E isso também implica uma Guerrilha Semiótica no coração do Humanismo, as suas
heranças, as desfigurações infligidas, a escravidão a que tem sido submetida ao
capricho de verborreias filantrópicas escapistas, distintas. Para a construção
ou consolidação de tal Humanismo, para reforçar a sua capacidade mobilizadora nas
massas, exigimos um Humanismo objetivo, como um programa que ascende à prática de
forma inconfundível, convertido em carne da luta, até alcançar o seu ponto de não
retorno no imediato. (Chávez).
Tal Humanismo entranha a consciência
que o anceia, a sua possibilidade e sua realização (o desejável, o possível e o
realizável: Sánchez
Vázquez) porque evidencia os valores que dignificam a espécie humana que
renova a sua moral de luta, ou seja, revolucionária, que é o seu mais alto degrau
(Ché) e coloca ao
alcance de toda a compreensão o valor da sua consolidação imediata. Irrefutável
e valioso porque justifica a sua natureza axiológica na superioridade dos seus
valores contra todo o sistema opressor e explorador. Porque mobiliza todos até
uma meta que pode ser alcançada se cumprirmos com os nossos compromissos pela
unidade e organização dos povos. (Perón, Puiggros, Jaramillo).
Não se trata de um Humanismo
reformista ou anestésico nem decorativo, do que se trata é de transformar o
mundo existente e não de conservá-lo ou de com ele nos reconciliarmos. (Mondolfo) Trata-se
sim de um Humanismo como programa do imediato capaz de elevar a consciência,
com reivindicações de liberdade, igualdade, justiça e democracia, até passar
dos bons desejos à sua realização concreta. Humanismo para mudar o modo de
produção e as relações de produção. Humanismo para não perder as esperanças de
lutar contra subterfúgios e ampliar as liberdades, a igualdade e justiça
social. Humanismo, democrático e pleno, de seres humanos livres e criativos. (Althuser)
Insistamos. Trata-se de uma conceção
do Humanismo ligado à crítica social. Não um Humanismo abstrato ou filantrópico
burguês, não reduzido a um ponto de vista gnosiológico, mas ativado como uma
ação social transformadora. Humanismo real "renovado". Humanismo de
uma nova (renovada) integridade moral, ética e estética necessariamente
histórica e social para a agir no coração, na barriga e no cérebro das relações
sociais. Humanismo de um tempo e um lugar concretos para a Revolução cultural e
científica que nos permite assumir a realidade em termos de significado, desta
vez, transformando o mundo. (Mészáros)
Expressão crítica da história, seus
processos políticos e económicos... a ideologia da classe dominante. O Humanismo
como medida que reforme a fé objetiva num mundo humano, capaz de humanizar o
que toque. Ou, noutros termos, Humanismo, onde o poder do humano seja criação
que emana e renova, sem limites. Humanismo expressão de liberdade, de espiritualidade
concreta, do verdadeiramente criador, projétil contra a mediocridade, o vazio
espiritual e o "gosto" banal... Humanismo para elevar a consciência da
realidade com seus próprios meios coletivos.

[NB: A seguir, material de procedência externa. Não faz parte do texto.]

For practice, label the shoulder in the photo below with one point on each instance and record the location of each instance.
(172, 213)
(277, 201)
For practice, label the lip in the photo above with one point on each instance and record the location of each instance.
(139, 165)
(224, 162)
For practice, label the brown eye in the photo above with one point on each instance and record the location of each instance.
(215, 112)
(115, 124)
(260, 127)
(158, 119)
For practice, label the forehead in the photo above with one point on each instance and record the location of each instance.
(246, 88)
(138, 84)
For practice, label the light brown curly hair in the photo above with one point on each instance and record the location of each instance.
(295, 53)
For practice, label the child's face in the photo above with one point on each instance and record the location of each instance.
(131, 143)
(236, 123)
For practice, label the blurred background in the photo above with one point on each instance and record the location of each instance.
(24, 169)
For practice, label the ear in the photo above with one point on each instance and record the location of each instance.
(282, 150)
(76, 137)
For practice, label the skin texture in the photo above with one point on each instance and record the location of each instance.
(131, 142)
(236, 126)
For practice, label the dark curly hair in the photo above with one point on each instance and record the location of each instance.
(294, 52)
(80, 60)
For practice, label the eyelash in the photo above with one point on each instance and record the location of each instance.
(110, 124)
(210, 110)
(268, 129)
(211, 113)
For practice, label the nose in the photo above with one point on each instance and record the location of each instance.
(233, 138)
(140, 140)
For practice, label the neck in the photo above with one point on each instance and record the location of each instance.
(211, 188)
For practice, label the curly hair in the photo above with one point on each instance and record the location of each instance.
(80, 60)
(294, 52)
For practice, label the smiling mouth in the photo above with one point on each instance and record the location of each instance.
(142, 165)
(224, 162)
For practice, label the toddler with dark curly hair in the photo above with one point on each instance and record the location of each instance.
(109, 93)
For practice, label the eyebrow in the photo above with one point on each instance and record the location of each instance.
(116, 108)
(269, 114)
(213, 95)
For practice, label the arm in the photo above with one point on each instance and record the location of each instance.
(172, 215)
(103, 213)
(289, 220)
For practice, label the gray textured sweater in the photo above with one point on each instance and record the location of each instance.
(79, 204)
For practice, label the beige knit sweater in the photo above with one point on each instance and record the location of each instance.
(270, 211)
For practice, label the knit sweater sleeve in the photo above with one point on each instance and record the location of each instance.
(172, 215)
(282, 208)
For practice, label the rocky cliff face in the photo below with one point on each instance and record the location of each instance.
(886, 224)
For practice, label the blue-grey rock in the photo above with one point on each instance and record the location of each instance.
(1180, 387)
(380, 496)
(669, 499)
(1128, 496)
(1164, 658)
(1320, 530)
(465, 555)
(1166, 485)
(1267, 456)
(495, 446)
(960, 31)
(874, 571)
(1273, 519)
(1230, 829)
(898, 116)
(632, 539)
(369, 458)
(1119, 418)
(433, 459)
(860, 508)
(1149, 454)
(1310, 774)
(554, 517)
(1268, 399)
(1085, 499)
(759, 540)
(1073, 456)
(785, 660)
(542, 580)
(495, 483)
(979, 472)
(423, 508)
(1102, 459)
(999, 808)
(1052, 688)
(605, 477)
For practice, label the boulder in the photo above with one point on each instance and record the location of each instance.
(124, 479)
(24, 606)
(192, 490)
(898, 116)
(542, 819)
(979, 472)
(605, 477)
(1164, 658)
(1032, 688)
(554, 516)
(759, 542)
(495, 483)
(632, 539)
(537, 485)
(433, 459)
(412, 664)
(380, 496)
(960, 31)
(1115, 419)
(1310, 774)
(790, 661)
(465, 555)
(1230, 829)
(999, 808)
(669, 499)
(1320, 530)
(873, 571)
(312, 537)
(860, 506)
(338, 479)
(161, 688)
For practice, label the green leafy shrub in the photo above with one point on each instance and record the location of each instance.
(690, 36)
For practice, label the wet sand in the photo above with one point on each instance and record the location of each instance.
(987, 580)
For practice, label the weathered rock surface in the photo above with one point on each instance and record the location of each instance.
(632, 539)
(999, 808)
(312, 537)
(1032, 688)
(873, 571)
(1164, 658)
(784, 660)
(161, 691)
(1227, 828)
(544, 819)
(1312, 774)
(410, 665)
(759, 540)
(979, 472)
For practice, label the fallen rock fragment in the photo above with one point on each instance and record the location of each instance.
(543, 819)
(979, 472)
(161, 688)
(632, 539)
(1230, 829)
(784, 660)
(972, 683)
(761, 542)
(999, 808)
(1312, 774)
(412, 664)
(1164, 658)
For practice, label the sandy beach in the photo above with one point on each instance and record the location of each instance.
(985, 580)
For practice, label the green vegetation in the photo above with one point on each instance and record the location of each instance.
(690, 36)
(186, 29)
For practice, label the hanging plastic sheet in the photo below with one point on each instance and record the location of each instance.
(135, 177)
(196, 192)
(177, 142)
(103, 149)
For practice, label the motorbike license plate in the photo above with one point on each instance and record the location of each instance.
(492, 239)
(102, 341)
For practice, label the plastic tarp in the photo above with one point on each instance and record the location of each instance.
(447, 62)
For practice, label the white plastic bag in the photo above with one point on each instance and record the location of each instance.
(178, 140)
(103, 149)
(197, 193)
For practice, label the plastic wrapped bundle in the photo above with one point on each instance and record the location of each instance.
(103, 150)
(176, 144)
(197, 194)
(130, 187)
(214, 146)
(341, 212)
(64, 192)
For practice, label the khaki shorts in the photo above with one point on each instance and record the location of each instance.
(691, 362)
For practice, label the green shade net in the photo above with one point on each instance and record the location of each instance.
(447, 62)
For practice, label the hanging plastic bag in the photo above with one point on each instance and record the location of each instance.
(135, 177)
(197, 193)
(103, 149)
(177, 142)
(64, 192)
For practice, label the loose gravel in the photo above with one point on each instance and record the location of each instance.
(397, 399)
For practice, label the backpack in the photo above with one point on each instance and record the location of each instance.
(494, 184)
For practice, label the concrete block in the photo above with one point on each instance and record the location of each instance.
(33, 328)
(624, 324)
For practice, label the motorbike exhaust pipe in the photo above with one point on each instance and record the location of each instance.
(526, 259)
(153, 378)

Humanismo atento à dialética
cultural das lutas entre classes sociais e sensível à dialética, realmente
existente, do internacionalismo e os sentimentos nacionais. Humanismo pela vida
e contra tudo o que a corrói, destrói ou deprime. Humanismo como ética da
resistência. Também.
A essência humana exige a sua
emancipação revolucionando as relações sociais. Isso requer um Humanismo produto
da sua própria práxis, transformando-se também nas suas próprias
circunstâncias. Humanismo pleno, histórico e criador. Tal Humanismo não pode
nascer senão no próprio coração da barbárie capitalista, é a sua contradição
mais aguda. Foi chamado como força emergente superadora de uma etapa histórica
amplamente “desumanizada”, vergonhosa e macabra. Humanismo que deve reunir o
melhor dos seres humanos para rejuvenescer em nós e connosco. Humanismo como
uma conceção lógica da política e como ética do coletivo. Uma ideia do humano
que, no entanto, sem lançar a filosofia ao mar, permite distinguir claramente
os territórios das suas lutas mais concretas e imediatas. Do que se trata é de
o acrisolar na práxis. Estamos a tempo.